The values of the constants included in equations (2-7) and used to calculate the pH time dependence are shown in Table 1. These values were determined by the iterative method when comparing the experimental curves of cefazolin synthesis with the calculated curves obtained using equations of the mathematical model and kinetic and equilibrium constants found in model experiments. Figures 1-3 show, for example, the results of calculating the pH gradient, the degree of conversion of MMTD-7-ACC, and the parameter N _τ / s for several variants of the initial concentrations of reagents in the synthesis of cefazolin. As can be seen from Figures 2 and 3, when using a high excess of acylating agent, the degree of conversion of MMTD-7-ACC reaches 95-97%. The expenditure ratios of raw materials in kg per kg of cefazolin in this case are 0.90-0.95 for MMTD-7-ATsK and 1.3-1.5 for ETZUK (based on TZUK). The regeneration of TZUK, consisting in the conversion of the TZUK salt to an organic solvent - butanol - by azeotropic distillation of water after removal of inorganic salts and partial evaporation of the aqueous solution, allows to reduce the ETZUK expenditure coefficient to 0.50-0.55 kg / kg, however, the regeneration process is sufficient laborious. Meanwhile, when using a approximately 2-fold excess of the acylating agent, regeneration of TZUK is not required: the expenditure coefficient of ETZUK is about 0.9-1.0 kg TZUK per kg of cefazolin. As for MMTD-7-ACC, since its conversion to cefazolin with a 2-fold excess of the acylating agent is only 70-75%, to create an effective technology, the unreacted MMTD-7-ACC needs to be regenerated, which is carried out by simple deposition of it in isoelectric point. The expenditure coefficient of MMTD-7-ACC is about 0.8. The calculations show that a process variant with a 2-fold excess of the acylating agent is most preferred.

 In addition, for the selected ETZUK excess, there is also the preferred concentration range of MMTD-7-ACC (25-30 g / l), at which the calculated pH gradient from 7.3 to 6.2 is reached spontaneously. In other cases, the pH of the reaction mass is maintained by adding an ammonia solution in an automatic mode using computer control. The controlling parameter in this case is the pH of the reaction mixture, the calculation of which is carried out according to equation 1. At the end of the biotransformation, the BA is separated by filtration and used repeatedly and in the next cycle of cefazolin synthesis. The reaction mixture was acidified to pH 4.2-4.3, MMTD-7-ACA was separated by filtration, the paste was washed and used for repeated acylation.

 The filtrate after separation of MMTD-7-ACC or immediately after separation of BC (with a technology variant with a large excess of ETZUK without SC regeneration) is treated with aluminum oxide to remove colored impurities and cefazolin is precipitated by acidification of the solution to a pH of 1.4-1.5. If necessary, TZUKs are regenerated from the mother liquor after separation of cefazolin, as described below.

The total degree of utilization of MMTD-7-ACC is 90-95%, which corresponds to a consumption coefficient of 0.85-0.80 kg / kg of cefazolin.

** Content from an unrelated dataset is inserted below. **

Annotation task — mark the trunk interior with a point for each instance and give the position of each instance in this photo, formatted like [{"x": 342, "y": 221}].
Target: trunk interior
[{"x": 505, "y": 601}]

The expense coefficient ETZUK varies from 0.5 to 1.4. The content of the main substance in the target product is more than 97%. The proposed method is as follows. Prepare a solution of MMTD-7-ACC with a concentration of 20-40 g / l in 0.3 M phosphate-ammonia buffer (FAB), pH 7.5-8.0, at a temperature of 10-30 ^o C. After that, the solution MMTD -7-ATsK add a sample of ETZUK from the calculation of the molar ratio of substrate and spacecraft (1.5 ÷ 4): 1. The volume of the solution is adjusted to the calculated value by adding 0.3 M phosphate-ammonia buffer, pH 7.5-8.0, and the initial pH of the solution is set in the range 7.3-7.8.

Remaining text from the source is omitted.